REPUBLIKA.CO.ID, JAKARTA -- Meta dianggap gagal menegakkan aturannya sendiri terkait ujaran kebencian anti-transgender atau transphobia di platformnya. Sebuah laporan baru dari GLAAD melihat ujaran kebencian soal LGBTQ justru semakin marak.
"Kelompok advokasi LGBTQ menemukan bahwa konten kebencian antitrans yang ekstrem masih tersebar luas di Instagram, Facebook, dan Threads," demikian dikutip dari Engadget, Jumat (29/3/2024).
Laporan tersebut menunjukan dokumentasi beberapa contoh perkataan yang mendorong kebencian dari aplikasi Meta. Hal itu menurut GLAAD, telah dilaporkan ke raksasa teknologi itu antara Juni 2023 dan Maret 2024.
Namun meskipun postingan tersebut dinilai merupakan pelanggaran kebijakan perusahaan, Meta menjawab bahwa itu tidak melanggar. Perusahaan juga tidak mengambil tindakan terhadap hal tersebut, menurut GLAAD.

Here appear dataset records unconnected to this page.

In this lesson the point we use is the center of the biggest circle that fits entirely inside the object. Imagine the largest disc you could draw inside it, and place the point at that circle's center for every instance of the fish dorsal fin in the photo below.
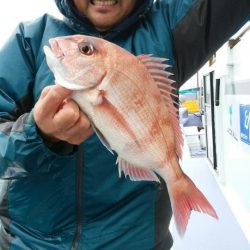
(135, 173)
(157, 68)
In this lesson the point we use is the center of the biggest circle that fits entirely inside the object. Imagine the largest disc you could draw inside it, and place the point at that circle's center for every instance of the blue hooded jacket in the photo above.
(57, 196)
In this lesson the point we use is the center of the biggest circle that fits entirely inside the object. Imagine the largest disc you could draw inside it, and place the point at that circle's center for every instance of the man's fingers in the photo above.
(52, 99)
(67, 116)
(80, 131)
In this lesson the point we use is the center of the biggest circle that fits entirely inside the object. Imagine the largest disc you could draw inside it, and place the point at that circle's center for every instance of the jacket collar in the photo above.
(80, 23)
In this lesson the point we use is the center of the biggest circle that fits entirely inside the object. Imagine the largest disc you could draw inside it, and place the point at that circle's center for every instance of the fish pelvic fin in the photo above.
(185, 198)
(135, 173)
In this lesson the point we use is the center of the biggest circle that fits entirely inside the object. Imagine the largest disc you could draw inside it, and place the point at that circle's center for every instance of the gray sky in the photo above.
(16, 11)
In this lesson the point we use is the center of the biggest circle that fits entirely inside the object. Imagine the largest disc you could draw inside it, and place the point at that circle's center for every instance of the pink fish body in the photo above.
(128, 100)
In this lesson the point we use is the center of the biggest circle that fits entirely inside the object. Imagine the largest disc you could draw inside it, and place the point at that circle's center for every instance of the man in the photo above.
(61, 188)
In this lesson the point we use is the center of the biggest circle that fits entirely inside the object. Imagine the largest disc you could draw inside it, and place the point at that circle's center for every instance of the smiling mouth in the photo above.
(104, 3)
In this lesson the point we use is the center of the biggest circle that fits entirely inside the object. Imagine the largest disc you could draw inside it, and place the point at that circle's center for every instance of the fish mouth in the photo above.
(104, 2)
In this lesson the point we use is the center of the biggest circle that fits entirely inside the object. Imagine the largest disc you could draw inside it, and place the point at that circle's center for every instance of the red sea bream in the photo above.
(128, 101)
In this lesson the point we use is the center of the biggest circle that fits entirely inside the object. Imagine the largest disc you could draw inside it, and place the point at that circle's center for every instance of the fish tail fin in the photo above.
(187, 197)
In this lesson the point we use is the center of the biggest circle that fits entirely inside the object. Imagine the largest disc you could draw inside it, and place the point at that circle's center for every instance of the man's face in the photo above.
(104, 14)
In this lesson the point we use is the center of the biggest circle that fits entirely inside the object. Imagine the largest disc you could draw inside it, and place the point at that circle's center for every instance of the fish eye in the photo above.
(86, 48)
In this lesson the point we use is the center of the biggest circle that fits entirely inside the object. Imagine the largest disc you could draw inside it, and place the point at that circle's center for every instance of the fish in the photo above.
(129, 101)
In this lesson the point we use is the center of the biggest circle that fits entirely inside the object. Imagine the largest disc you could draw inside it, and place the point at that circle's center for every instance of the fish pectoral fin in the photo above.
(95, 97)
(102, 139)
(135, 173)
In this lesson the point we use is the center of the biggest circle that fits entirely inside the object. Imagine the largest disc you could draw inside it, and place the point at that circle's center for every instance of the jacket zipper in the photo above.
(79, 174)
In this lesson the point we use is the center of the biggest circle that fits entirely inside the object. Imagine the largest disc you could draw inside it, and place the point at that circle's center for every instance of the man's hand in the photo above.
(59, 118)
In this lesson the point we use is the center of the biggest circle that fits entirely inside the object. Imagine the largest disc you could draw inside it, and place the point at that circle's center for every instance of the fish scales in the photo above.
(128, 101)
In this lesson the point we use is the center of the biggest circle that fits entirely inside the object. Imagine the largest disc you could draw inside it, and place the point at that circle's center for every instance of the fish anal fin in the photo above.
(135, 173)
(185, 198)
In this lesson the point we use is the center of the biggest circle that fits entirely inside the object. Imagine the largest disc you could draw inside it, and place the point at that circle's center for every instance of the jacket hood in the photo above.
(80, 23)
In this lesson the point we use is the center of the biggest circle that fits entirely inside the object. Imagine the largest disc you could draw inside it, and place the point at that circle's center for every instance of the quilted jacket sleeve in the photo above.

Konten yang dilaporkan mencakup postingan dengan hinaan anti-transgender, bahasa yang kasar dan tidak manusiawi, serta promosi terapi konversi, yang semuanya dilarang berdasarkan aturan Meta. GLAAD juga mencatat bahwa beberapa postingan yang dilaporkannya berasal dari akun berpengaruh dengan audiens yang besar di Facebook dan Instagram.
GLAAD juga membagikan dua contoh postingan dari Threads, aplikasi terbaru Meta di mana perusahaan tersebut mencoba meminimalkan konten “politik” dan topik “yang berpotensi sensitif lainnya.
“Kegagalan perusahaan dalam menegakkan kebijakan mereka sendiri terhadap anti-LGBTQ, dan khususnya antikebencian terhadap trans, tidak dapat diterima,” kata CEO dan Presiden GLAAD Sarah Kate Ellis dalam sebuah pernyataan.
Meta tidak segera menanggapi permintaan komentar. Namun laporan GLAAD bukanlah pertama kalinya perusahaan tersebut mendapat kritik atas penanganan konten yang menargetkan komunitas LGBTQ. Tahun lalu Dewan Pengawas mendesak Meta untuk “meningkatkan keakuratan penegakan ujaran kebencian terhadap komunitas LGBTQIA+".